Abstract-High precision and high performance floating-point unit is an important research object of high performance microprocessor design. According to the characteristic of quadruple precision (QP) floating-point data format and research on double precision floating-point fused multiply-add (FMA) algorithms, a high performance QPFMA is designed and realized, which supports multiple floating-point arithmetic with a 7 cycles pipeline. By adopting dual adder and improving on algorithm architecture, optimizing leading zero anticipation and normalization shifter logic, the latency and hardware cost is decreased.

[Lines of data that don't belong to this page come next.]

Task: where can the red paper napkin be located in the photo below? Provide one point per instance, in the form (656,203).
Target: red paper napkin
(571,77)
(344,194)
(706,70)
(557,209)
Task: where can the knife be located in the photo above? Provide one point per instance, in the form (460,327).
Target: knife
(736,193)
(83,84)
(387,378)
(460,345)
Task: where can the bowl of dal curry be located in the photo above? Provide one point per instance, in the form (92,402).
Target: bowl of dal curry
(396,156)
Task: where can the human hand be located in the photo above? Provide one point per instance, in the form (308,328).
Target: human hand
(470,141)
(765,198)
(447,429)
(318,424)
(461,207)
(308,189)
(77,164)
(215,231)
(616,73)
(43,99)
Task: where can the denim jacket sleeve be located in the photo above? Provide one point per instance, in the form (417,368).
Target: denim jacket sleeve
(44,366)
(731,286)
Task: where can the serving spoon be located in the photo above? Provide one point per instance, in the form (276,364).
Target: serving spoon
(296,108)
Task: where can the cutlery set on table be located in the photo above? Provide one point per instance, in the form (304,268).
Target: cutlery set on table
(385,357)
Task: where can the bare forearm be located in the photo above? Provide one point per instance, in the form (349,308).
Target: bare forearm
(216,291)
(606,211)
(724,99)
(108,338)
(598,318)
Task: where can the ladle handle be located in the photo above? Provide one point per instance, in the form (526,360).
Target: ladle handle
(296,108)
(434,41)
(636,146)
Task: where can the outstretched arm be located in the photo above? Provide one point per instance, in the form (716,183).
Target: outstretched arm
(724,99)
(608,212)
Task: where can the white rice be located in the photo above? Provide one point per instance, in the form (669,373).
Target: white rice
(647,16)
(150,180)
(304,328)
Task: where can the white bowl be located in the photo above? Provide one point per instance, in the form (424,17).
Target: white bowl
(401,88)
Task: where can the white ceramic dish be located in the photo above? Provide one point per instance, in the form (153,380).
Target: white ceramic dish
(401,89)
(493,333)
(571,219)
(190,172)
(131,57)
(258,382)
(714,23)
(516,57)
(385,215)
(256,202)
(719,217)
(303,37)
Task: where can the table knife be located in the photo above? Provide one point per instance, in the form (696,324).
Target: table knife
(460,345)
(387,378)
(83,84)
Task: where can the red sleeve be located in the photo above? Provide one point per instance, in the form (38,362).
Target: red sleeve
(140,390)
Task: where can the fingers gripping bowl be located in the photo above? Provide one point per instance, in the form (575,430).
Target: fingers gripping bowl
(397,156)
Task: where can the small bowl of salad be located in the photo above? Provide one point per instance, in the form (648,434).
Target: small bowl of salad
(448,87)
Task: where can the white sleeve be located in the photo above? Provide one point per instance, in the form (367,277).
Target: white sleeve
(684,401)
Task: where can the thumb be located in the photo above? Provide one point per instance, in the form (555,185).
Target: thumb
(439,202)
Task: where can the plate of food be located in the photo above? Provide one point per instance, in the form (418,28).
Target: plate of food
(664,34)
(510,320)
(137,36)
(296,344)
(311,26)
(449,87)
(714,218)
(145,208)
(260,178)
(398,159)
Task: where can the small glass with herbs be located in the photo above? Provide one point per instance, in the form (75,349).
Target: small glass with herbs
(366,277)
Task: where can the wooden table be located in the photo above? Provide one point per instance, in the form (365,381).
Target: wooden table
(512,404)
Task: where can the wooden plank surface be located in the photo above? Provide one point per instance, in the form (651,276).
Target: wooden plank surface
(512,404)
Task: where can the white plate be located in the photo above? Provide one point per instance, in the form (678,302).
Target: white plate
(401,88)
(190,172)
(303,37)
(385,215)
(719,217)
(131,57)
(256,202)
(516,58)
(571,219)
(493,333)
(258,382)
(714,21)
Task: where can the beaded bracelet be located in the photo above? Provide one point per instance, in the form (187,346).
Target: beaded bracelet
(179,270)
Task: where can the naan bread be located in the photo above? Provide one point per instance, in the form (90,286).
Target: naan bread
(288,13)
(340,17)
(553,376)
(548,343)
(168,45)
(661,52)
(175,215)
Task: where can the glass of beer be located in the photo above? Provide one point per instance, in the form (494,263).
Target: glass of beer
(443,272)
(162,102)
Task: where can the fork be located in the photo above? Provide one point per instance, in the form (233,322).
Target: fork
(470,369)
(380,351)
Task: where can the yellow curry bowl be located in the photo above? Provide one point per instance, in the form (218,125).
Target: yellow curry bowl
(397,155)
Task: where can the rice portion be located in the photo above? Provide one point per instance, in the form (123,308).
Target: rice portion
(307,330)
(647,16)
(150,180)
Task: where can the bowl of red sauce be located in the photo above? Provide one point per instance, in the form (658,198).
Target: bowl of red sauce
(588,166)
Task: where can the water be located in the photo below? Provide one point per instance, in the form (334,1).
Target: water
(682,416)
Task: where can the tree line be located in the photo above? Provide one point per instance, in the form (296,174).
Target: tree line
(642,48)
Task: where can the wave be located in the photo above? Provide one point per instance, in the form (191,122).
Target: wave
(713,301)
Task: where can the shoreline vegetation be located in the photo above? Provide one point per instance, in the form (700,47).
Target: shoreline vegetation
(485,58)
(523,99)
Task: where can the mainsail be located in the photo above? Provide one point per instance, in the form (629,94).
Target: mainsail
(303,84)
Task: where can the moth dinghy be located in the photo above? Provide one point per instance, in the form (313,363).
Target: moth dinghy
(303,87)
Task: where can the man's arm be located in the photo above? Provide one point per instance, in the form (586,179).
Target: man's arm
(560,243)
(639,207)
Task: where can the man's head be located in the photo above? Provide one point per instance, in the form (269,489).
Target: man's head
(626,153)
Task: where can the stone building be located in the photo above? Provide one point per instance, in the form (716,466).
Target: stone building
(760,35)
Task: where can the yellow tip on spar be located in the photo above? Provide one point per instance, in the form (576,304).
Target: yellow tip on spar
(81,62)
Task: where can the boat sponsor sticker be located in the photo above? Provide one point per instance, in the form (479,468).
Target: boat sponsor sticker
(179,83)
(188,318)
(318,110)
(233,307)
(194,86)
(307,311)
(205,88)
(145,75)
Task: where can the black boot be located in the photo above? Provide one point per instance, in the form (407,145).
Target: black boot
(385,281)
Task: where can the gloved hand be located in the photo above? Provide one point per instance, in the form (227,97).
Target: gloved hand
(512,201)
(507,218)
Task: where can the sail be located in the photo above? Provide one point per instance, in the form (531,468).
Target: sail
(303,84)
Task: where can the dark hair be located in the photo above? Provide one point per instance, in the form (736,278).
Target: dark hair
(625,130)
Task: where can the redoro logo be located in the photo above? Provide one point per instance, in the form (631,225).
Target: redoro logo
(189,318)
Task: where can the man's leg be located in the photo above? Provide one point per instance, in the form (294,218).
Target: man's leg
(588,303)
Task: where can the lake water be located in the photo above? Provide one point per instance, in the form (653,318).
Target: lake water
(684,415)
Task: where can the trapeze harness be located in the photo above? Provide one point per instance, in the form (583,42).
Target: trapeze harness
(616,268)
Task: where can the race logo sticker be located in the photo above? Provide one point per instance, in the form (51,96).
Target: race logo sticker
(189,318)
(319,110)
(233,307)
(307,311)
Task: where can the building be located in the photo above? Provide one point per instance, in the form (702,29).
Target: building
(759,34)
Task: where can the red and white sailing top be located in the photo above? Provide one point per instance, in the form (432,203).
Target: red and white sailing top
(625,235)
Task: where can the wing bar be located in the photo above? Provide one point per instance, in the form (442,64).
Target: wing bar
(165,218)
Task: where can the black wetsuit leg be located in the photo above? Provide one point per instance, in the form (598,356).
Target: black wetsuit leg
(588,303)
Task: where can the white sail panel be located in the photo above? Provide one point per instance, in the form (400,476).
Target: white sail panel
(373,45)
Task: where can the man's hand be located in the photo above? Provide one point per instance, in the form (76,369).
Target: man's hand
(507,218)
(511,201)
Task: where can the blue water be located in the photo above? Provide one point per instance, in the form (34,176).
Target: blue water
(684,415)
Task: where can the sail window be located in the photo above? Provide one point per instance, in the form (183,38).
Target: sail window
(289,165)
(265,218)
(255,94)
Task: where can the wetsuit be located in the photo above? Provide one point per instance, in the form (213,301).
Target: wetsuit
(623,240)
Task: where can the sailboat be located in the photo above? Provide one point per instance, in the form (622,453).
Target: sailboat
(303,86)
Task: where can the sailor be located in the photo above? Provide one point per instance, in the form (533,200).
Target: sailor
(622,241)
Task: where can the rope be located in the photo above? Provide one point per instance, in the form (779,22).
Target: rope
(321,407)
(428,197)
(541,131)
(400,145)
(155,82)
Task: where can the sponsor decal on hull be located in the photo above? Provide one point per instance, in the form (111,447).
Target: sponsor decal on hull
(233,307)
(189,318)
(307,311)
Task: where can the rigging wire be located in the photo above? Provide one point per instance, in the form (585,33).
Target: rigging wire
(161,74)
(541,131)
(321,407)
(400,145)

Based on 65nm technology, the synthesis results show that the QPFMA can work at 1.2GHz, with the latency decreased by 3 cycles, the gate number reduced by 18.77% and the frequency increased about 11.63% comparing to current QPFMA design, satisfying the requirements of high performance processor design.
INTRODUCTION
IEEE-754 floating-point double precision (64-bit) or extended double precision (80-bit) arithmetic has been implemented in modern processors, but which is not sufficient for many scientific applications, such as climate modeling, supernova simulations, coulomb N-body atomic system simulations, electromagnetic scattering theory, computational geometry and grid generation, computational number theory and so on [1] . As floating-point data presentation and arithmetic are not precise, the error is increased gradually after many times of floating-point arithmetic, resulting that the computation results are imprecise and incredible.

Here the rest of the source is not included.